However with longer strings, we can see that having a good prefix helps zlib stay at the same value, while unusual prefix will make it grow.
### Second vector of attack
In order for the main vector of attack to work, we actually need to know a substring of the shuffled flag.
This can be done by combining two piece of information.
1/ We actually know the flag format is `DrgnS{??????????????????}`, so we know 7 characters: `'D', 'r', 'g', 'n', 'S', '{', '}'`.
2/ Flag shuffling is fully deterministic and only depends on the seed we provide.
We created a script seed_unshuffle.py (cf Attachment) to find seeds for which the shuffled flag starts with `DrgnS`.
### Shuffle reversing
Our attack is done on the shuffled flag. So in order to find the flag, we actually need to unshuffle it.
This part is a matter of keeping track of how to swap characters. Using a fake flag where all characters are unique (e.g. `DrgnS{ABCEFGHIJKLMNOPQRT}`), we can see our letters are swapped.
We did it manually to win time in solving this challenge.
### Let's brute force locally!
#### V1
Cf attachment "exploit.py (V1)".
Using seed `2430447`, our local flag is DrgnS{ABCEFGHIJKLMNOPQRT} the shuffled flag is `DrgnSHJFCNTLM{BEPQ}OAIGKR` which starts with "DrgnS".
In this first brute force, we take the flag prefix ("DrgnS") and add one character among uppercase characters, `{` and `}` and check the zlib size. The character providing the lowest zlib size is then kept and we try the next one.
Result? => ❌ `DrgnSHJFCNTAAAAAAAAAAAAAA` ❌
The beginning is okay... until it only chooses A.

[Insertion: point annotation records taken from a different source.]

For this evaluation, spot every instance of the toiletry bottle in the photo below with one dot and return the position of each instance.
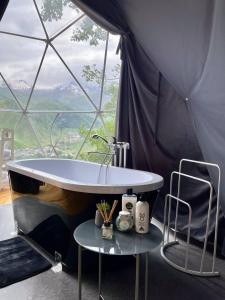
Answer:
(129, 201)
(142, 216)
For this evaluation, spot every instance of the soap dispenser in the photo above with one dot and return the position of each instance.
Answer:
(129, 201)
(142, 216)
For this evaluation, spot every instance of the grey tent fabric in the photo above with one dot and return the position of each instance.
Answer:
(174, 37)
(3, 5)
(185, 39)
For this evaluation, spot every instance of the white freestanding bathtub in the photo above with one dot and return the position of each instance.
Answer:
(87, 177)
(51, 197)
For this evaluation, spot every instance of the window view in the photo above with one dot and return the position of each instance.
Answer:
(59, 79)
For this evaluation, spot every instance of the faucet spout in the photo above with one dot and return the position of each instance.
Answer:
(97, 136)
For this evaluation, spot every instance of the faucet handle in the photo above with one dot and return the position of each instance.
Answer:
(112, 140)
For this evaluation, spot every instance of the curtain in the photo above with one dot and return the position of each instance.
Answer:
(3, 5)
(172, 89)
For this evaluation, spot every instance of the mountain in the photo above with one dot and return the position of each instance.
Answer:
(19, 85)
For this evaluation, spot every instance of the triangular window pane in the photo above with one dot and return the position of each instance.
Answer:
(26, 143)
(42, 124)
(69, 132)
(83, 48)
(57, 14)
(21, 17)
(56, 89)
(9, 119)
(112, 75)
(94, 145)
(7, 100)
(19, 61)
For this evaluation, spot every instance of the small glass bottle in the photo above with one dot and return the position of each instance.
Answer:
(107, 231)
(124, 221)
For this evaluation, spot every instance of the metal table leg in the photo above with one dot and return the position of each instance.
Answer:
(137, 277)
(146, 276)
(79, 272)
(100, 277)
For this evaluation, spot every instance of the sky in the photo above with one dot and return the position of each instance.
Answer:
(20, 57)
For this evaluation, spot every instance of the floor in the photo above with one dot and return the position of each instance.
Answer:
(164, 283)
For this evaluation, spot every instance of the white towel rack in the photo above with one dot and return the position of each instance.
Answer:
(6, 149)
(169, 242)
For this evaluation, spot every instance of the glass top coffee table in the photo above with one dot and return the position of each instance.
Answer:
(88, 236)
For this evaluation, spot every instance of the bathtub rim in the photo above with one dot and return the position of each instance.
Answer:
(77, 186)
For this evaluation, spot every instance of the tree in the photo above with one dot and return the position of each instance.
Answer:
(90, 32)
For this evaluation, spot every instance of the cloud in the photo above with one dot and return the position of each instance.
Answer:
(20, 57)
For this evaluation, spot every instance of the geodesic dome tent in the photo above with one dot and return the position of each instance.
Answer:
(171, 102)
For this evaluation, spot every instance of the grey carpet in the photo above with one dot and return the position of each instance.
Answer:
(165, 283)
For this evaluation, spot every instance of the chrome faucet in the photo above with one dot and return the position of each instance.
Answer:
(114, 148)
(97, 136)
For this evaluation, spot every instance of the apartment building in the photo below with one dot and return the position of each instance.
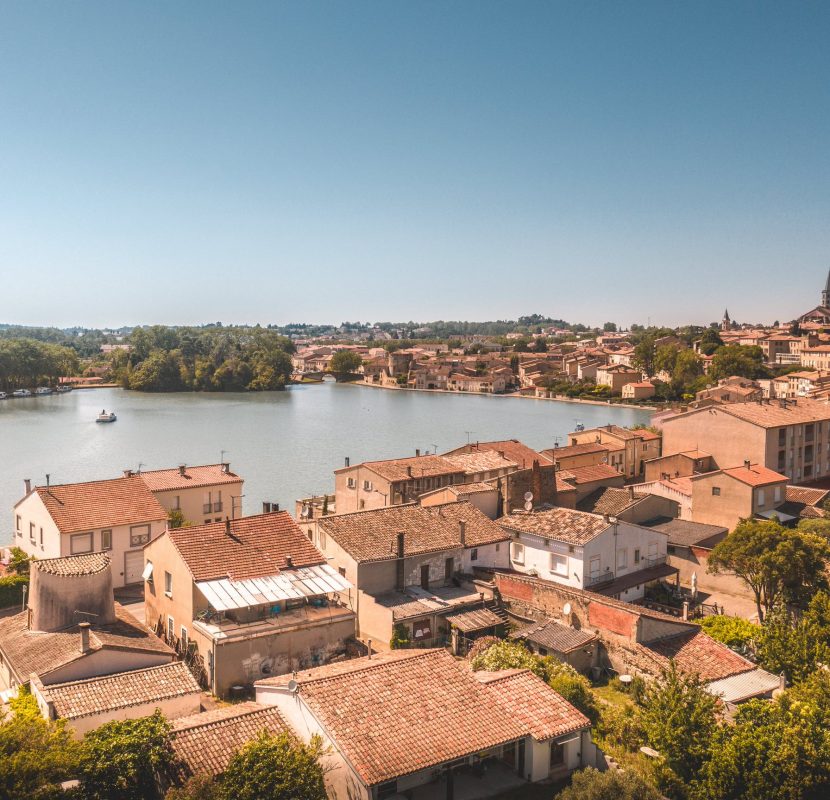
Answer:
(791, 437)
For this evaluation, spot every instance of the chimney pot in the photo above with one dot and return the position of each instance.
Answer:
(83, 627)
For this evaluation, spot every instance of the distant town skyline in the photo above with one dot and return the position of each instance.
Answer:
(281, 163)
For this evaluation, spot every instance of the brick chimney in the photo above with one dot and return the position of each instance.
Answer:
(83, 627)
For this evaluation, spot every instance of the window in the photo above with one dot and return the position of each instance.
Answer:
(558, 564)
(622, 559)
(80, 543)
(518, 554)
(139, 535)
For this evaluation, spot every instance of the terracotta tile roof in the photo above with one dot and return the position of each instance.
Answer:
(609, 500)
(538, 708)
(806, 495)
(755, 475)
(90, 564)
(257, 547)
(124, 689)
(697, 652)
(393, 718)
(372, 535)
(555, 636)
(100, 504)
(768, 415)
(397, 469)
(514, 450)
(206, 742)
(596, 472)
(562, 524)
(161, 480)
(28, 651)
(483, 461)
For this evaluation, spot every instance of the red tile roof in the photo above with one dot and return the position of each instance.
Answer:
(755, 475)
(372, 535)
(162, 480)
(92, 696)
(206, 742)
(540, 710)
(100, 504)
(257, 547)
(696, 652)
(394, 717)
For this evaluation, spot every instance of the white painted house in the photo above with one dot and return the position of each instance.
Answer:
(587, 551)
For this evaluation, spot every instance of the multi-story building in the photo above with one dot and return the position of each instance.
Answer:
(791, 437)
(246, 598)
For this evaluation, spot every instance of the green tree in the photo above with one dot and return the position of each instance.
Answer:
(591, 784)
(345, 361)
(776, 563)
(127, 760)
(35, 755)
(734, 632)
(710, 341)
(276, 768)
(735, 359)
(678, 717)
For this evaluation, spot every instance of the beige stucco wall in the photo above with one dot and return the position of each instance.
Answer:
(192, 500)
(31, 510)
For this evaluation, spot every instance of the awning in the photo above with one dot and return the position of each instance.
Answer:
(290, 584)
(475, 619)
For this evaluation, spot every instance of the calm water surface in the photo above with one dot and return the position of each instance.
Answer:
(284, 444)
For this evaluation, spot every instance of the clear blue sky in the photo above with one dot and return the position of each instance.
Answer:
(274, 162)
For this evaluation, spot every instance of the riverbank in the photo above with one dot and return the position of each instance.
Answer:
(557, 399)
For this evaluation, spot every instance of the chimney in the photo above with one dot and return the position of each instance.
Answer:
(83, 627)
(400, 578)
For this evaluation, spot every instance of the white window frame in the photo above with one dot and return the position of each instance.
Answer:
(517, 553)
(559, 564)
(77, 537)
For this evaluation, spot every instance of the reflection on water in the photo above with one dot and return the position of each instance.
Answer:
(285, 444)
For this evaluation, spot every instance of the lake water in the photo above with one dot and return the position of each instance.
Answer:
(284, 444)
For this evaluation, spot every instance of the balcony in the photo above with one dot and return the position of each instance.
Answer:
(220, 626)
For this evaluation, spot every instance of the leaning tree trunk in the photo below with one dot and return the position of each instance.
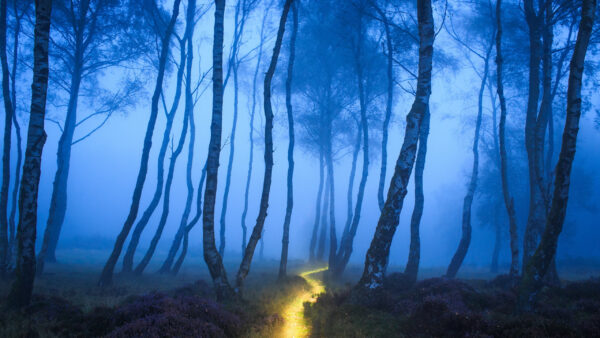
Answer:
(315, 233)
(264, 200)
(378, 254)
(189, 108)
(465, 240)
(166, 199)
(323, 232)
(158, 191)
(107, 272)
(22, 287)
(414, 251)
(346, 245)
(190, 226)
(15, 193)
(290, 178)
(388, 107)
(211, 255)
(8, 116)
(538, 265)
(58, 202)
(537, 211)
(251, 137)
(508, 200)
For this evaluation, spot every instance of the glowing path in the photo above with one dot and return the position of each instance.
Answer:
(295, 325)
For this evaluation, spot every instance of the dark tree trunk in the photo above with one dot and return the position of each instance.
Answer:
(537, 210)
(22, 287)
(508, 200)
(8, 117)
(347, 241)
(166, 199)
(540, 262)
(15, 193)
(414, 251)
(465, 241)
(58, 202)
(141, 225)
(378, 254)
(264, 201)
(290, 177)
(323, 232)
(315, 233)
(251, 155)
(211, 255)
(189, 108)
(107, 272)
(388, 107)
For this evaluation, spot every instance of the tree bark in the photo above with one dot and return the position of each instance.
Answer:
(540, 262)
(465, 241)
(264, 200)
(166, 199)
(107, 272)
(22, 287)
(290, 175)
(388, 107)
(414, 251)
(8, 117)
(189, 108)
(211, 255)
(143, 221)
(378, 254)
(315, 233)
(508, 199)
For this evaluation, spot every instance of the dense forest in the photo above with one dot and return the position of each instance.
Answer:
(295, 168)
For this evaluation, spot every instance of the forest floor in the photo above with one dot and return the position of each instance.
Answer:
(67, 303)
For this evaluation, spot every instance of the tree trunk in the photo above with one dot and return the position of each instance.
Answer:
(211, 255)
(378, 254)
(189, 108)
(414, 251)
(166, 199)
(8, 117)
(107, 272)
(141, 225)
(388, 107)
(348, 237)
(536, 216)
(15, 193)
(323, 232)
(465, 241)
(508, 200)
(540, 262)
(58, 202)
(22, 287)
(315, 233)
(251, 155)
(264, 201)
(290, 177)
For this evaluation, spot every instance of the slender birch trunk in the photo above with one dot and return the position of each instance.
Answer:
(508, 199)
(8, 117)
(378, 254)
(290, 177)
(540, 262)
(107, 272)
(143, 221)
(264, 201)
(414, 251)
(211, 255)
(22, 287)
(465, 241)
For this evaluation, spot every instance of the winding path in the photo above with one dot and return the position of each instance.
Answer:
(295, 325)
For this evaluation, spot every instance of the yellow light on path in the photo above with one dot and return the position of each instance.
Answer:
(295, 325)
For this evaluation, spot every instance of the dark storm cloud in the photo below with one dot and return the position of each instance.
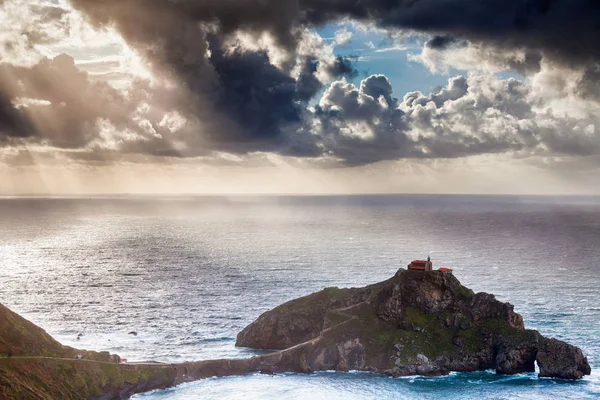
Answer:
(235, 99)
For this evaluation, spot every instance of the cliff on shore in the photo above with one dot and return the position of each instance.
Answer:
(416, 323)
(423, 323)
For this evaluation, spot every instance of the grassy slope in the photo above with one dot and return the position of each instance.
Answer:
(22, 376)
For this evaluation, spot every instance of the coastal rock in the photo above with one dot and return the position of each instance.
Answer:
(558, 359)
(423, 323)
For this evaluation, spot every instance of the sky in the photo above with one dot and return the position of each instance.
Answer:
(299, 96)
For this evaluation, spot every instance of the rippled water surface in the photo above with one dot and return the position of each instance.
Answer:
(187, 274)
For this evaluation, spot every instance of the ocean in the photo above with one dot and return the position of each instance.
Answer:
(188, 273)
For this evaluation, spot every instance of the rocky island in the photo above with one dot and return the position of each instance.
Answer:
(416, 323)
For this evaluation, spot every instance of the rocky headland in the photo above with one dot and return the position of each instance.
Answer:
(416, 323)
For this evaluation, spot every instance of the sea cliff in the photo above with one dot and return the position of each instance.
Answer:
(423, 323)
(416, 323)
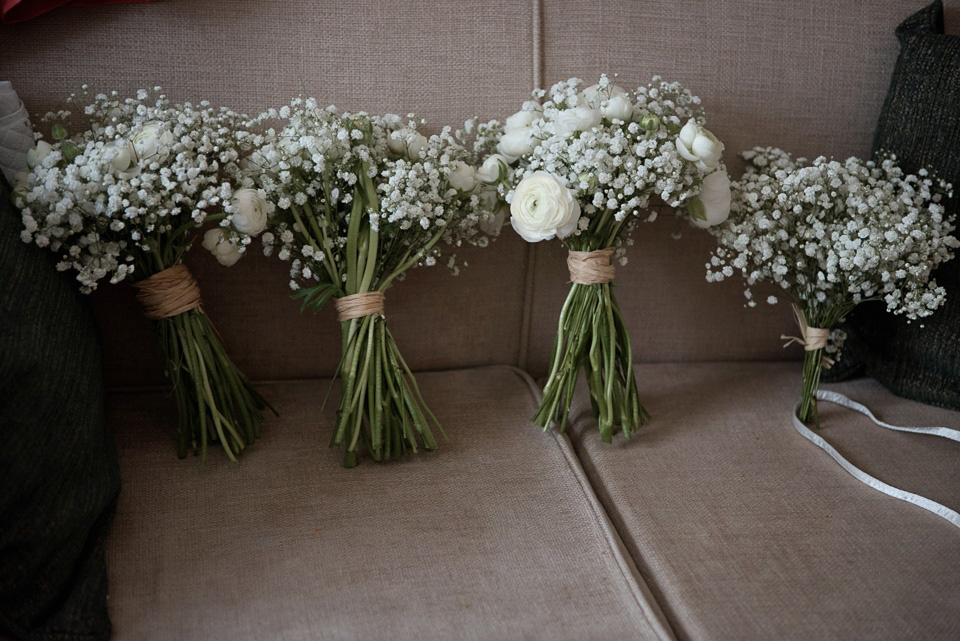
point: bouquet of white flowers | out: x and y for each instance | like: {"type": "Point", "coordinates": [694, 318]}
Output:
{"type": "Point", "coordinates": [590, 162]}
{"type": "Point", "coordinates": [360, 199]}
{"type": "Point", "coordinates": [124, 200]}
{"type": "Point", "coordinates": [833, 235]}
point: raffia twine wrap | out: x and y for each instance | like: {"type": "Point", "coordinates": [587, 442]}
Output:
{"type": "Point", "coordinates": [591, 268]}
{"type": "Point", "coordinates": [168, 293]}
{"type": "Point", "coordinates": [359, 305]}
{"type": "Point", "coordinates": [812, 338]}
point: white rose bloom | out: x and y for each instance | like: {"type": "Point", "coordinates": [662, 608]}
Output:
{"type": "Point", "coordinates": [395, 141]}
{"type": "Point", "coordinates": [250, 216]}
{"type": "Point", "coordinates": [543, 207]}
{"type": "Point", "coordinates": [36, 155]}
{"type": "Point", "coordinates": [619, 107]}
{"type": "Point", "coordinates": [151, 145]}
{"type": "Point", "coordinates": [698, 145]}
{"type": "Point", "coordinates": [712, 206]}
{"type": "Point", "coordinates": [521, 119]}
{"type": "Point", "coordinates": [593, 96]}
{"type": "Point", "coordinates": [517, 143]}
{"type": "Point", "coordinates": [226, 253]}
{"type": "Point", "coordinates": [463, 177]}
{"type": "Point", "coordinates": [493, 169]}
{"type": "Point", "coordinates": [577, 119]}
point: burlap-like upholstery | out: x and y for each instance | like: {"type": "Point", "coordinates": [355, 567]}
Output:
{"type": "Point", "coordinates": [743, 529]}
{"type": "Point", "coordinates": [446, 62]}
{"type": "Point", "coordinates": [497, 535]}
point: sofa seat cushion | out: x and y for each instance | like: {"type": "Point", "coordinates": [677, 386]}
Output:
{"type": "Point", "coordinates": [743, 529]}
{"type": "Point", "coordinates": [496, 535]}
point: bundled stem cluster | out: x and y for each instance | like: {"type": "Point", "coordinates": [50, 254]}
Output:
{"type": "Point", "coordinates": [825, 317]}
{"type": "Point", "coordinates": [592, 334]}
{"type": "Point", "coordinates": [380, 402]}
{"type": "Point", "coordinates": [216, 403]}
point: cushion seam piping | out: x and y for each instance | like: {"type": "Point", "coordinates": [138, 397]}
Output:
{"type": "Point", "coordinates": [644, 598]}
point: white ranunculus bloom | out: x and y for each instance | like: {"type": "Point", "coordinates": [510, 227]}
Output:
{"type": "Point", "coordinates": [543, 207]}
{"type": "Point", "coordinates": [225, 252]}
{"type": "Point", "coordinates": [407, 142]}
{"type": "Point", "coordinates": [517, 143]}
{"type": "Point", "coordinates": [521, 119]}
{"type": "Point", "coordinates": [151, 144]}
{"type": "Point", "coordinates": [493, 169]}
{"type": "Point", "coordinates": [463, 177]}
{"type": "Point", "coordinates": [593, 96]}
{"type": "Point", "coordinates": [251, 212]}
{"type": "Point", "coordinates": [123, 156]}
{"type": "Point", "coordinates": [491, 202]}
{"type": "Point", "coordinates": [569, 121]}
{"type": "Point", "coordinates": [619, 107]}
{"type": "Point", "coordinates": [36, 155]}
{"type": "Point", "coordinates": [712, 206]}
{"type": "Point", "coordinates": [698, 145]}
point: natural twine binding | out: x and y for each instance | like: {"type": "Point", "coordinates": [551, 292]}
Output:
{"type": "Point", "coordinates": [358, 305]}
{"type": "Point", "coordinates": [591, 268]}
{"type": "Point", "coordinates": [168, 293]}
{"type": "Point", "coordinates": [812, 338]}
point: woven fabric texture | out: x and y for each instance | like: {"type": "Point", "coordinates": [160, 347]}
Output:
{"type": "Point", "coordinates": [920, 124]}
{"type": "Point", "coordinates": [496, 535]}
{"type": "Point", "coordinates": [58, 466]}
{"type": "Point", "coordinates": [743, 529]}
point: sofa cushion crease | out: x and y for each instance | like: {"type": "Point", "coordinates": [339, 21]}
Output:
{"type": "Point", "coordinates": [744, 529]}
{"type": "Point", "coordinates": [495, 535]}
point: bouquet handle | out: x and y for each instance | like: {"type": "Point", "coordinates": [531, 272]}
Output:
{"type": "Point", "coordinates": [940, 510]}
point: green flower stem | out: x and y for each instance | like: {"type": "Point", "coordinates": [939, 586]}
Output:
{"type": "Point", "coordinates": [812, 366]}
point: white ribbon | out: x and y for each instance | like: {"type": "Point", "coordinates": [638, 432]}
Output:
{"type": "Point", "coordinates": [946, 432]}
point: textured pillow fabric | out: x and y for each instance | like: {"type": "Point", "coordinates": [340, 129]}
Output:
{"type": "Point", "coordinates": [59, 477]}
{"type": "Point", "coordinates": [920, 123]}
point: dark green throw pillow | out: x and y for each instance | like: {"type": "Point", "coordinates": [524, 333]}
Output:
{"type": "Point", "coordinates": [920, 124]}
{"type": "Point", "coordinates": [59, 477]}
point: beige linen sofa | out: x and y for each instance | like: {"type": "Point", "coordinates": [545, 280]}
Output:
{"type": "Point", "coordinates": [718, 521]}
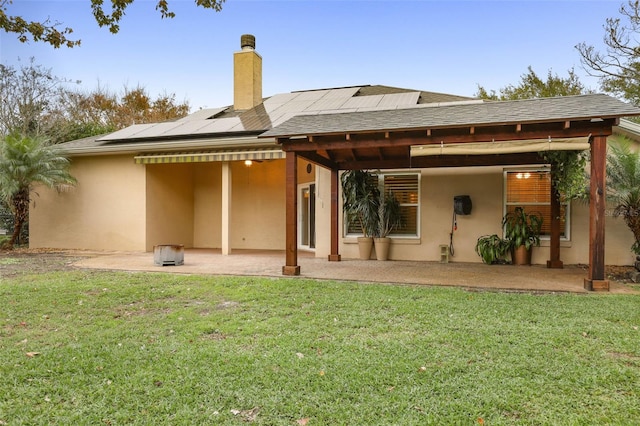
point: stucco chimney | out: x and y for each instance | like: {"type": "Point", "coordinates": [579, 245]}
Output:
{"type": "Point", "coordinates": [247, 75]}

Checking manually what happened, after `DrgnSHJFCNT`, whatever the character being added, zlib always returns the same size.
#### V2
We don't remember exactly how tokenization works in Huffman Coding, and zlib also uses LZ77 which we don't know.
We thought of learning more about those. Then thought that anyway we are in Python here so we can just read the code and went to [gzip source code](https://github.com/python/cpython/blob/aaf42222cfd5774d23ca48ff304ace1f64426201/Lib/gzip.py#L576). And then we decided to be lazy and update our current brute force algorithm to not determine one character at a time, but two!
This exploit works!! ❌ Or so we thought ❌
Locally it works great, but remember our flag? There is no character being duplicated. The actual flag on the server contains duplication.
With this seed, there is quickly 3 `I`. Checking manually, those seems to be normal. But afterwards the exploit gets completely broken because such consecutive characters impacts the tokenisation of the Huffman Coding algorithm.
At that point we still kept track of what we learnt about the flag. We manually reversed the shuffle manually.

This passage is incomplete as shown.